Avant d’apprendre le Feng Shui, dès qu’un espace me mettait mal à l’aise, ma réaction était immédiate :
quelque chose n’allait pas ici.
Si mon bureau me semblait inconfortable, je voulais le déplacer.
Si une pièce me paraissait lourde, je pensais qu’elle avait besoin d’être ajustée.
Parfois, je n’arrivais même pas à expliquer pourquoi, mais j’avais quand même l’envie de changer quelque chose.
À l’époque, je considérais presque comme évident que l’inconfort signifiait que l’espace avait un problème.
Avec le temps, j’ai remarqué que beaucoup de changements que je faisais n’apportaient rien de durable.
Je déplaçais quelque chose, je me sentais un peu mieux sur le moment, puis quelques jours plus tard, la même sensation revenait.
En y repensant, ces ajustements n’étaient souvent pas liés à l’espace lui-même.
Ils servaient surtout à me donner l’impression que je faisais quelque chose.
Un jour, j’ai ressenti cette envie familière de « corriger » un espace, mais au lieu d’agir, je me suis arrêté.
Je n’ai rien changé. J’ai simplement laissé passer un peu de temps.
C’est à ce moment-là que j’ai commencé à voir que l’espace ne demandait pas vraiment à être corrigé.
Il était déjà plein. Il portait déjà beaucoup.

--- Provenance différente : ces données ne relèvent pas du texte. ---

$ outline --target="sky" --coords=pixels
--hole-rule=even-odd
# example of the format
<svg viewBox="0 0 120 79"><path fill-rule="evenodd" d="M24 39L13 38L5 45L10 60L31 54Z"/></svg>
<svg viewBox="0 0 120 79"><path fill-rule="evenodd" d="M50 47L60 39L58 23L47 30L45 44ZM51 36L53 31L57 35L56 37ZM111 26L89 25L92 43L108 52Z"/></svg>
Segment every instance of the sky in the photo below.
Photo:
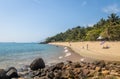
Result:
<svg viewBox="0 0 120 79"><path fill-rule="evenodd" d="M40 42L116 13L120 0L0 0L0 42Z"/></svg>

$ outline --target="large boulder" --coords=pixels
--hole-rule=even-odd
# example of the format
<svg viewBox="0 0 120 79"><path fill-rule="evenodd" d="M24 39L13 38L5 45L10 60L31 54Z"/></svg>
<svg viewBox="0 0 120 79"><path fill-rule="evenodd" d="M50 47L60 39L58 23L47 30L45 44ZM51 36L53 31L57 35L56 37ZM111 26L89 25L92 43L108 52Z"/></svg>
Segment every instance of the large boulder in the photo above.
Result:
<svg viewBox="0 0 120 79"><path fill-rule="evenodd" d="M45 68L45 63L42 58L37 58L30 64L31 70L38 70L41 68Z"/></svg>
<svg viewBox="0 0 120 79"><path fill-rule="evenodd" d="M6 70L6 75L11 79L11 78L17 78L18 77L18 73L17 73L17 69L14 67L10 67L7 68Z"/></svg>
<svg viewBox="0 0 120 79"><path fill-rule="evenodd" d="M9 79L4 69L0 69L0 79Z"/></svg>

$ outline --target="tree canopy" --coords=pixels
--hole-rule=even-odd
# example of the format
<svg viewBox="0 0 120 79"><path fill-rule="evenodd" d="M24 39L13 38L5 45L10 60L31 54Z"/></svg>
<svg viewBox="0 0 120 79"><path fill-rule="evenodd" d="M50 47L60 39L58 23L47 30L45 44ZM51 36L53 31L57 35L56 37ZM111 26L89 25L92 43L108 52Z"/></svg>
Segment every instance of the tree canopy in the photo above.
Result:
<svg viewBox="0 0 120 79"><path fill-rule="evenodd" d="M109 41L120 41L119 16L112 13L107 19L101 18L100 21L92 27L77 26L72 29L68 29L64 33L59 33L55 36L48 37L45 42L96 41L99 36Z"/></svg>

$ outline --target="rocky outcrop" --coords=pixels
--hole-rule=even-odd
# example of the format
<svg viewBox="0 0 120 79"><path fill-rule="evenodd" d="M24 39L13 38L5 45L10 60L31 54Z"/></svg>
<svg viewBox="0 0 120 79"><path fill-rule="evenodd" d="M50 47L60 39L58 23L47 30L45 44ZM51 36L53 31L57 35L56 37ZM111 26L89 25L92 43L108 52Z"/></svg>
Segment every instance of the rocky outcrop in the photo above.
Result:
<svg viewBox="0 0 120 79"><path fill-rule="evenodd" d="M25 69L25 71L19 72L18 79L120 79L119 62L95 61L88 63L66 61L46 67L41 58L35 59L33 62L32 66L35 69ZM13 77L17 77L17 70L14 67L0 70L0 79Z"/></svg>
<svg viewBox="0 0 120 79"><path fill-rule="evenodd" d="M120 64L112 62L61 62L28 72L28 79L119 79Z"/></svg>
<svg viewBox="0 0 120 79"><path fill-rule="evenodd" d="M17 69L15 67L10 67L10 68L6 69L6 75L10 79L11 78L17 78L18 77Z"/></svg>

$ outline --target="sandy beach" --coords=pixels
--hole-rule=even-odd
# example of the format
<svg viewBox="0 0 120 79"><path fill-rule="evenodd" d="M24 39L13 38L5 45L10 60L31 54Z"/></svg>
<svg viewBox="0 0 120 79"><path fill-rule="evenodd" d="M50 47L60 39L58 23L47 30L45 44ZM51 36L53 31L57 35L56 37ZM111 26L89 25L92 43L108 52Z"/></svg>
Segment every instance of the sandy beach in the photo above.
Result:
<svg viewBox="0 0 120 79"><path fill-rule="evenodd" d="M97 60L120 61L120 42L53 42L53 45L70 47L73 51L83 56ZM109 48L103 49L108 46ZM88 48L88 49L87 49Z"/></svg>
<svg viewBox="0 0 120 79"><path fill-rule="evenodd" d="M72 61L72 62L79 62L79 61L84 61L84 62L92 62L94 59L88 58L88 57L83 57L79 55L79 53L76 53L74 50L72 50L70 47L65 46L64 47L64 56L59 56L59 60L61 62L63 61Z"/></svg>

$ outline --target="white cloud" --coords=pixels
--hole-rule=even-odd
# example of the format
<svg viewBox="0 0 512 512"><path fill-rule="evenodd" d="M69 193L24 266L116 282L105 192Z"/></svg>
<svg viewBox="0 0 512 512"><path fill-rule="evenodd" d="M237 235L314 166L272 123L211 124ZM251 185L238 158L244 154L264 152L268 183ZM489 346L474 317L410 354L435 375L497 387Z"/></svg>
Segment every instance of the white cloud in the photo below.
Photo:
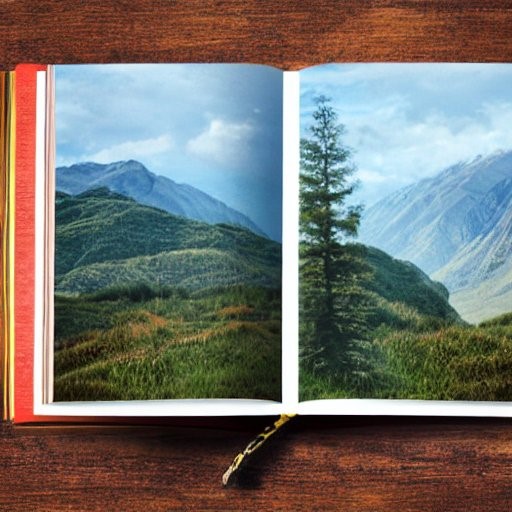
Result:
<svg viewBox="0 0 512 512"><path fill-rule="evenodd" d="M405 102L364 113L342 109L344 142L355 150L355 176L367 204L457 162L512 149L512 102L484 103L474 113L409 113Z"/></svg>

Ajouter quelque chose n’aurait pas amélioré la situation — cela aurait simplement ajouté de la pression.
Cette expérience m’a fait prendre conscience de quelque chose d’un peu inconfortable :
changer un espace peut être une manière d’éviter de l’observer.
Agir rapidement donne l’impression d’être efficace.
Rester dans l’incertitude, beaucoup moins.
Mais plus j’apprenais, plus j’avais l’impression que le Feng Shui demandait justement l’inverse :
ralentir avant de faire quoi que ce soit.
Aujourd’hui, lorsqu’un espace me semble étrange, je ne me précipite plus pour le modifier.
Je m’accorde une pause.
Je me demande si l’inconfort vient réellement de l’espace, ou de la manière dont il est utilisé.
Je me demande si changer quelque chose aiderait vraiment, ou si cela me soulagerait simplement sur le moment.
Très souvent, la réponse devient claire lorsque je ne me précipite pas.
Ce que j’ai fini par ressentir, c’est que tous les espaces n’attendent pas une solution.
Certains ont simplement besoin d’être compris tels qu’ils sont.
Lorsque j’ai arrêté d’essayer de tout corriger, il est devenu plus facile de voir quand un changement était réellement nécessaire — et quand il ne l’était pas.